Check the facts on health care spending. In 2008 and 2009 the provincial budget reported that health care spending represented 43 cents for every dollar of program spending.  In 2007, the budget reported that health care spending represented 46 cents for every dollar of program spending.  Over the past three budgets, the annual average net increase in health care spending relative to program spending has been zero.  If it is 46 cents currently, that is the level it was at in the 2007 budget.

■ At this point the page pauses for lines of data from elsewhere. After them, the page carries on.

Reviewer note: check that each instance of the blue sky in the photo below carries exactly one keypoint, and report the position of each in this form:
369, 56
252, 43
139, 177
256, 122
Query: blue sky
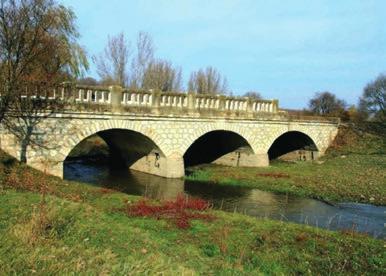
286, 50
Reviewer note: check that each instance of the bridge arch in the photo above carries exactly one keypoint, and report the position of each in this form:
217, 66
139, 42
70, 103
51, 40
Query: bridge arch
218, 146
295, 145
125, 146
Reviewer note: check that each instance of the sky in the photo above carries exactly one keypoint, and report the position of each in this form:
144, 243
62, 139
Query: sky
286, 50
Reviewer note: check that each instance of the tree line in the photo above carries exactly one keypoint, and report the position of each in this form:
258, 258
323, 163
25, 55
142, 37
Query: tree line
39, 49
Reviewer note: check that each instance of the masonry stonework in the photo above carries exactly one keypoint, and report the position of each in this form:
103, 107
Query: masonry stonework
173, 136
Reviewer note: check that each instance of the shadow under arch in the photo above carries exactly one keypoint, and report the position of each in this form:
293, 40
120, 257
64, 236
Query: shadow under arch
218, 146
123, 147
292, 141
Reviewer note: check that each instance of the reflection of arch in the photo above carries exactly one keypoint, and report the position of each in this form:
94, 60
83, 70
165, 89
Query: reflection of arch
291, 141
214, 144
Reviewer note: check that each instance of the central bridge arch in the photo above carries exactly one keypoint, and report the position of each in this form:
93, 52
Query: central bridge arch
218, 146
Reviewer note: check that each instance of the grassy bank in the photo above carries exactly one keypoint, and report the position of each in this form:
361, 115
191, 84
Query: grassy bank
354, 169
50, 226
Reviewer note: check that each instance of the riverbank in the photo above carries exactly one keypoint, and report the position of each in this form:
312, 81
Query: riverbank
354, 169
51, 226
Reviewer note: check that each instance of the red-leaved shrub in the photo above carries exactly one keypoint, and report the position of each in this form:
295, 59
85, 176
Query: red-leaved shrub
180, 211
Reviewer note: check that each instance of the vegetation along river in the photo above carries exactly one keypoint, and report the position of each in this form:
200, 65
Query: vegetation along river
363, 218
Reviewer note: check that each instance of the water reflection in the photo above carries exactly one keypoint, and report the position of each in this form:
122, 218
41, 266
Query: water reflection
359, 217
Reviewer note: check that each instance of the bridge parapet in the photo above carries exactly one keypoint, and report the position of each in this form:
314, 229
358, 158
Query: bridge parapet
118, 100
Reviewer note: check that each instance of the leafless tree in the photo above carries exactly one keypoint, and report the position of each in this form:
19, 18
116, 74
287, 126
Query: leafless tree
38, 42
326, 103
161, 75
113, 64
144, 56
208, 81
373, 100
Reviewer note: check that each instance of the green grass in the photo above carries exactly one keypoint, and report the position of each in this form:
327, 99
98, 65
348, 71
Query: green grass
354, 169
77, 230
84, 237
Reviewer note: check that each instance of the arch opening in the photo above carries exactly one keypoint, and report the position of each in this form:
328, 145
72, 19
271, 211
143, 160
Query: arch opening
293, 145
118, 149
220, 147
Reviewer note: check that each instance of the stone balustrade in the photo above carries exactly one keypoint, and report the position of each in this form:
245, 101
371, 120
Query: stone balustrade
123, 99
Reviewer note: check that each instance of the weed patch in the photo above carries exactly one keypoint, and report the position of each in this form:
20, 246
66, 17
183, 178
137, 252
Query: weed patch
179, 211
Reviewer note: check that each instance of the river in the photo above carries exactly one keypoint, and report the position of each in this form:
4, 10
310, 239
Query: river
364, 218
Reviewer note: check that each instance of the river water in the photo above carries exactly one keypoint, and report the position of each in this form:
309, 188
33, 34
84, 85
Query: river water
363, 218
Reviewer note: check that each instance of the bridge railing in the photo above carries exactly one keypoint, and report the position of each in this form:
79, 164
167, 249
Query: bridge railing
117, 99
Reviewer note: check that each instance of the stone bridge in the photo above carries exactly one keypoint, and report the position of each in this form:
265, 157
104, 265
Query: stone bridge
161, 133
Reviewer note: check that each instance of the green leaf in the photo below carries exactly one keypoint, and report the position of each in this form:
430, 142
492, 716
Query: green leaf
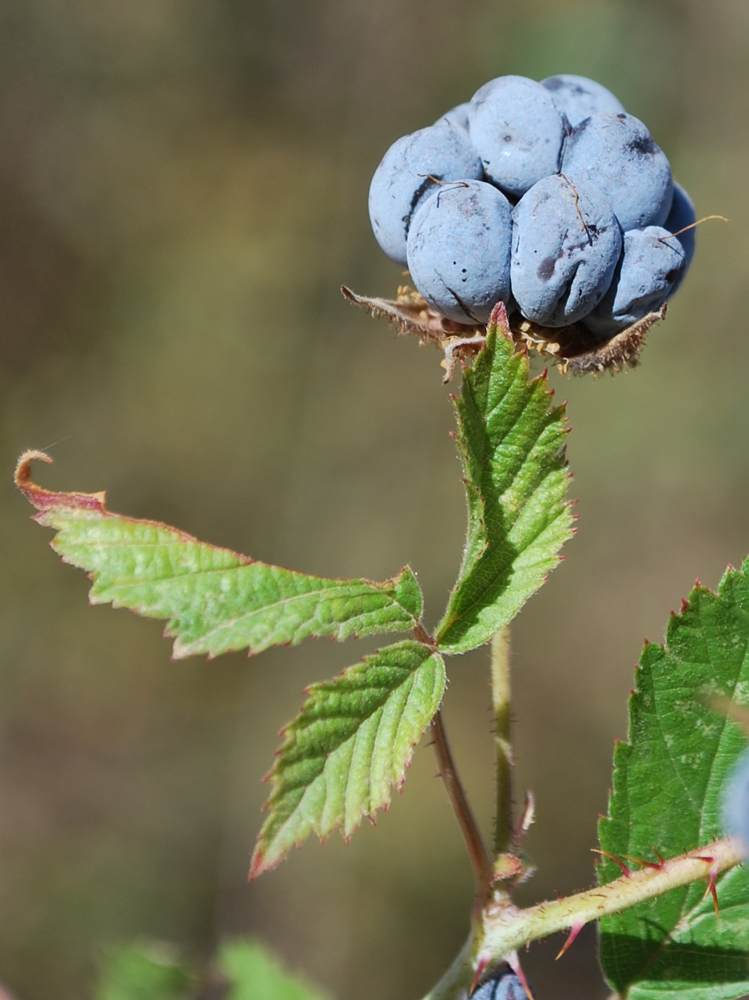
667, 798
254, 974
350, 743
511, 442
215, 600
143, 972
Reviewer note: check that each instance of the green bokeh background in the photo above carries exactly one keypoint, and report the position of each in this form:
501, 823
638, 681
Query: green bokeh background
182, 190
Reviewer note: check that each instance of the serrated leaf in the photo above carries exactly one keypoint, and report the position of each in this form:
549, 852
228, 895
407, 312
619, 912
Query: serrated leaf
215, 600
143, 972
349, 745
666, 797
511, 442
254, 974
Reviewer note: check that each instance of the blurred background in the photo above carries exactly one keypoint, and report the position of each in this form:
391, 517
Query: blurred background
183, 188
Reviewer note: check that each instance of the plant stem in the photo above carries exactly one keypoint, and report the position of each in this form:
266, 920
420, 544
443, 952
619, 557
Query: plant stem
503, 830
477, 852
507, 928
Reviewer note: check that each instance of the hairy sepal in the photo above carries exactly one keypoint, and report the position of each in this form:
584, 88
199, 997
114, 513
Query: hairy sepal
214, 600
348, 747
511, 443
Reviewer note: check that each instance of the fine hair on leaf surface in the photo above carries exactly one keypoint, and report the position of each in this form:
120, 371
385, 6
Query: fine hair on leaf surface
511, 443
215, 600
349, 745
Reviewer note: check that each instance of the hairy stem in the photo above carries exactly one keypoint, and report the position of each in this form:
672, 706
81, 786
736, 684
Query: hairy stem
507, 928
477, 851
502, 745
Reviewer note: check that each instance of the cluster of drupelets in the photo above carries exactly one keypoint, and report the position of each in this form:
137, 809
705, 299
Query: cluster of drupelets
547, 196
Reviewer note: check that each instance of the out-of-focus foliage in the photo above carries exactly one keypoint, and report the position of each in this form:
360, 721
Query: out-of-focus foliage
143, 972
242, 970
182, 191
668, 789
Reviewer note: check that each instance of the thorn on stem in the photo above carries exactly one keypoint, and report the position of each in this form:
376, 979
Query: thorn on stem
574, 931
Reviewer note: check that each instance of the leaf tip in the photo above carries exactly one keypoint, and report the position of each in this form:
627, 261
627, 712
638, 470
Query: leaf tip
45, 500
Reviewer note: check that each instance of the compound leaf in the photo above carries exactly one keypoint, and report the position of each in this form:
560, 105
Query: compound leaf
349, 745
215, 600
511, 443
666, 798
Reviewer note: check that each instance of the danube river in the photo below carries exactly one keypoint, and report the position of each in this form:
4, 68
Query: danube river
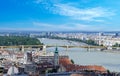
81, 56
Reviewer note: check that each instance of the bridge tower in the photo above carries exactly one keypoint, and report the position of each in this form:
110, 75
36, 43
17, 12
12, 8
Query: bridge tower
44, 49
56, 57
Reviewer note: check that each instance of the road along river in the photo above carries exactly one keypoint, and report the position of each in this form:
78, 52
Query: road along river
81, 56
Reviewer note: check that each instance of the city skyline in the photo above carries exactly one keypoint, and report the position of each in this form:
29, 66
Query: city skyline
60, 15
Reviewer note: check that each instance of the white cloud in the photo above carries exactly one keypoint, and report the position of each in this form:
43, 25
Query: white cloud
66, 27
90, 14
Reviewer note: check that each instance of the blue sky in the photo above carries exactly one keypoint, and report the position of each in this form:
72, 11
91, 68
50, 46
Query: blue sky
60, 15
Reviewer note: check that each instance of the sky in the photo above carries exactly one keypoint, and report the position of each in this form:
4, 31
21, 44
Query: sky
60, 15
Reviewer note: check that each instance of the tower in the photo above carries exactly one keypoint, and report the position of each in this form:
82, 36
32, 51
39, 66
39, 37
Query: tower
56, 57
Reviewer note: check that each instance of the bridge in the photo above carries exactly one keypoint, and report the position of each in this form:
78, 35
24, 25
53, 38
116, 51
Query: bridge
23, 47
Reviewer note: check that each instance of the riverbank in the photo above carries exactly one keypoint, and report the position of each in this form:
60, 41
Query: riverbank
83, 57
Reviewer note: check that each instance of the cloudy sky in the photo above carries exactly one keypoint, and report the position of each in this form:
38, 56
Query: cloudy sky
60, 15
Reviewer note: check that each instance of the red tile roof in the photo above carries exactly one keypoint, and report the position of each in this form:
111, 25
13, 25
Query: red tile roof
71, 67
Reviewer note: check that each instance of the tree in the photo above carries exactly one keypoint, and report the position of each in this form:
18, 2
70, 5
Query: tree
72, 61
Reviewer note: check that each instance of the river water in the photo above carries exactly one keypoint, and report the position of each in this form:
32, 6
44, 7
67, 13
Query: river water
81, 56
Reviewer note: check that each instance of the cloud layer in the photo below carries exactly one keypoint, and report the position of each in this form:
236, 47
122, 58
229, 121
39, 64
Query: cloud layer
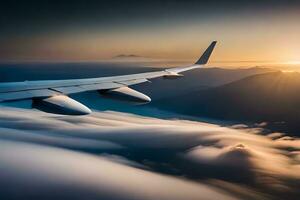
123, 156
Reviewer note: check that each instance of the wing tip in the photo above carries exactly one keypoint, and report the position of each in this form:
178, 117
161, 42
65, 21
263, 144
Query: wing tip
207, 53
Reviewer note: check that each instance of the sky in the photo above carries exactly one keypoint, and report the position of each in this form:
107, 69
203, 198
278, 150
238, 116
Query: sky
252, 31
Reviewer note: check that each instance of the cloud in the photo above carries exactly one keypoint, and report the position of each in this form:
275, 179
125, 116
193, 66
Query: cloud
124, 156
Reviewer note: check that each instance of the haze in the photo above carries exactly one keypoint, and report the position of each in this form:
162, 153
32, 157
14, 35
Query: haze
256, 31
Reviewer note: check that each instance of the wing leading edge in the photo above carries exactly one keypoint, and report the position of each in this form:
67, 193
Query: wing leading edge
14, 91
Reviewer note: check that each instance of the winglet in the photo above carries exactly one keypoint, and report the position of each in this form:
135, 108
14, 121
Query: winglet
205, 56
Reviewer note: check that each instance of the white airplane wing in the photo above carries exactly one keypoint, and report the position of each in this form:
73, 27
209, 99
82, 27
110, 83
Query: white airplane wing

To get to our mythical 70 cents of every dollar in program spending being directed to health care in 12 years, health care spending would need to increase by 2 cents of program spending in each and every year. There is no evidence that that has ever happen over the last 20 years.

Ironically, the 2010 Budget in fact indicates that health sector spending as a percentage of program expense will only be 40 cents – at $46.1 billion.  A footnote reveals that it is only after controlling for time-limited investments and the method of presenting education sector expenses that health sector expenses account for 46 cents in 2009.  Even on that accounting basis – health sector expense falls to 45 cents in 2010 — trending back to 34 cents and not 70 cents.